Mas claro que só ambientação correta não basta. É preciso que tenhamos identificação com os personagens. Um dos grandes acertos da releitura de “IT”, em 2017, foi a escolha do elenco e a construção paulatina de suas personalidades e entrosamento. Pois aqui Muschietti vai bem mais uma vez. Tudo é feito com bastante esmero e paciência, dando tempo para que possamos nutrir sentimentos de afeição ou repulsa.

É bom lembrar que a trama se passa 27 anos antes dos acontecimentos originais (serão três temporadas, que mostrarão os anos de 1962, 1935 e 1908), portanto um erro nas referências sobre parentescos, por exemplo, ou sobre quem poderia ou não estar ali, impactaria diretamente em obras posteriores e consolidadas. Basta saber que temos aqui um tio de Stan Uris, o nome do pai de Beverly Marsh rabiscado no colégio, os sobrenomes Hanlon e Bowers em personagens importantes, etc. Fora a presença de Dick Hallorann, de “O Iluminado”. O malabarismo precisa funcionar. Até agora, tudo certo.
Já não mostrar Pennywise em sua forma clássica de palhaço até aqui também é uma opção acertada, já que permite trabalhar com a imaginação e vislumbrar o seu poder de aterrorizar as crianças a partir do que mais as aflige, do seu sentimento de culpa. O luto não resolvido, certamente, é o principal catalisador. Assim, já tivemos algumas criaturas bem bizarras para apreciar. Ou não. Afinal, neste aspecto, é nítido que as criaturas funcionam bem melhor quando a direção faz uso de efeitos práticos. Quando os elementos digitais prevalecem o resultado não é tão bom quanto. É importante ter aquela gosma, animatrônicos, sentir que o medo na tela é palpável e não só uma mera representação.

Por fim, fico curioso para saber como será trabalhada a linha narrativa daqui por diante. Especialmente a trama envolvendo o major Hanlon e Dick Hallorann, com o papel das forças armadas nessa ameaça sobrenatural e o dom da iluminação.
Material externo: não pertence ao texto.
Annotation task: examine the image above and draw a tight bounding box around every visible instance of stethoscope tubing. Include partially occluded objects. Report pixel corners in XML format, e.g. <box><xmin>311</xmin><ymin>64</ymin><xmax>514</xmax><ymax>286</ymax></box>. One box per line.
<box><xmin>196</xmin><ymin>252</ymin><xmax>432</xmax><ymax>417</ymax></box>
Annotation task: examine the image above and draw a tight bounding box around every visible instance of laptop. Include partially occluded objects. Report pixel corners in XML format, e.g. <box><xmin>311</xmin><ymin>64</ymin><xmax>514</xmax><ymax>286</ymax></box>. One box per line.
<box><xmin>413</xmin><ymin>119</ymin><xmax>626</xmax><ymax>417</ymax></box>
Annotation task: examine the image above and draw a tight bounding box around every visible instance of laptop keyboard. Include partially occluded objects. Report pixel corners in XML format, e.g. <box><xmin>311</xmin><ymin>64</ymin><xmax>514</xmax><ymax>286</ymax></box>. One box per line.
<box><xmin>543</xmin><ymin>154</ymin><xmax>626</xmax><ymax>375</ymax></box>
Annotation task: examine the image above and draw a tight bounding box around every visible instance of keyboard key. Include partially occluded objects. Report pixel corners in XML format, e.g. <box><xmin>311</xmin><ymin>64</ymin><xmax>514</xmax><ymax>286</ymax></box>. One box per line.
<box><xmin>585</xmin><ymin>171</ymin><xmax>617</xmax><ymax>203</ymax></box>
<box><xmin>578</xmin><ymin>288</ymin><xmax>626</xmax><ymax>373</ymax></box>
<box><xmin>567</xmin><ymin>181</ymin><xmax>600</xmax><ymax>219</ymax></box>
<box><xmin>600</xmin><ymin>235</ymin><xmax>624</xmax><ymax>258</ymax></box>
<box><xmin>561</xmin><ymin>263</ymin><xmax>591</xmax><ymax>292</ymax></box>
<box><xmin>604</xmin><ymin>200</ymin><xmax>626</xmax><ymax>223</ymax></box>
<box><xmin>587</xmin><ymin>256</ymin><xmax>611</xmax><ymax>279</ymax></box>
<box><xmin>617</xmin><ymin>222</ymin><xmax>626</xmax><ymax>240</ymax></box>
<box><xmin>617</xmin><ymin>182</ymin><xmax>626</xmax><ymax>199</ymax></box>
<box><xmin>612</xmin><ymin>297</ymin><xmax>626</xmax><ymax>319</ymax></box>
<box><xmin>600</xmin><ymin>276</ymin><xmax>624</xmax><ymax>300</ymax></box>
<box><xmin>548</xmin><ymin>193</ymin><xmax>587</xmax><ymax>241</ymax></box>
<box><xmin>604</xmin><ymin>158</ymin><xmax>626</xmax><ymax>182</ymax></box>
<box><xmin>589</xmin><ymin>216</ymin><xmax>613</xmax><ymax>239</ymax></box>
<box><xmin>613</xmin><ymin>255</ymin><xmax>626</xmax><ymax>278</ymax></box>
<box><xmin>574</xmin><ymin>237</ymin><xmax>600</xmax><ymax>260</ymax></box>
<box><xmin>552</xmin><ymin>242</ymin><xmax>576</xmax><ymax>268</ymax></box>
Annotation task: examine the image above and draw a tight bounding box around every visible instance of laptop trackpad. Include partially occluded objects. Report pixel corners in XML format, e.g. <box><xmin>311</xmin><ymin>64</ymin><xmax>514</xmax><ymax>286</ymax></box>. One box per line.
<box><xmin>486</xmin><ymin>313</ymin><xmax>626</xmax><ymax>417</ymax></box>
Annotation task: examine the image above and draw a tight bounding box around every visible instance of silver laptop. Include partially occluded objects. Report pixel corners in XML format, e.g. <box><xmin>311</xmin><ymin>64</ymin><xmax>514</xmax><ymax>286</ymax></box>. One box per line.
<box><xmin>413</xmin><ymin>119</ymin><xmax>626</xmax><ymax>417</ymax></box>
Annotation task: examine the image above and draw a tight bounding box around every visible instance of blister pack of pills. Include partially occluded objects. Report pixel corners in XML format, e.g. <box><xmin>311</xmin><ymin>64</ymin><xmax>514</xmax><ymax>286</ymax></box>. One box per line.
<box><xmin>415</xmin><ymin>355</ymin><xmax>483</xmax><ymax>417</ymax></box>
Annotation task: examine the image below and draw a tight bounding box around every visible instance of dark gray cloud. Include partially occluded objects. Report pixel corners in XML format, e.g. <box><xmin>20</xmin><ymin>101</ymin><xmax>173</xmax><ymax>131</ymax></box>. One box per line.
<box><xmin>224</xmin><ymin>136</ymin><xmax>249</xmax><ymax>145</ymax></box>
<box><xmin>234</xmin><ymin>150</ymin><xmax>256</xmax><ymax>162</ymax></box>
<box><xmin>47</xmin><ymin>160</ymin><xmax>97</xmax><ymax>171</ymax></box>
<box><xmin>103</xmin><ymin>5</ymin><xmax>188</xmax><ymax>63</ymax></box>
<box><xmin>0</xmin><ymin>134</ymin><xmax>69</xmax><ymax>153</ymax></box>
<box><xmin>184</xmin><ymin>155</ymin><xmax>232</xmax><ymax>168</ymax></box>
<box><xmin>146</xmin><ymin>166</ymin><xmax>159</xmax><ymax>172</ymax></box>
Aliás, as referências a Maturin, a entidade cósmica benevolente e arqui-inimigo de Pennywise, também são ótimas e prenunciam que mais disso será explorado adiante, assim espero. Mas fica óbvio que são as crianças mesmo os fios condutores da série. E que bom que é assim. Pois “IT” trata, antes de tudo, de uma alegoria para o processo de amadurecimento, é um rito de passagem (inclusive, já escrevi sobre isso em uma coluna anterior), e negar isso seria ir contra o espírito da obra. Que essa expansão do universo de King continue nesse ritmo.
Onde assistir
- “IT: Bem-vindos a Derry” está disponível para streaming na HBO Max. Dois episódios já foram liberados. São oito no total, sempre aos domingos. Os próximos: 9, 16, 23 e 30 de novembro; 7 e 14 de dezembro.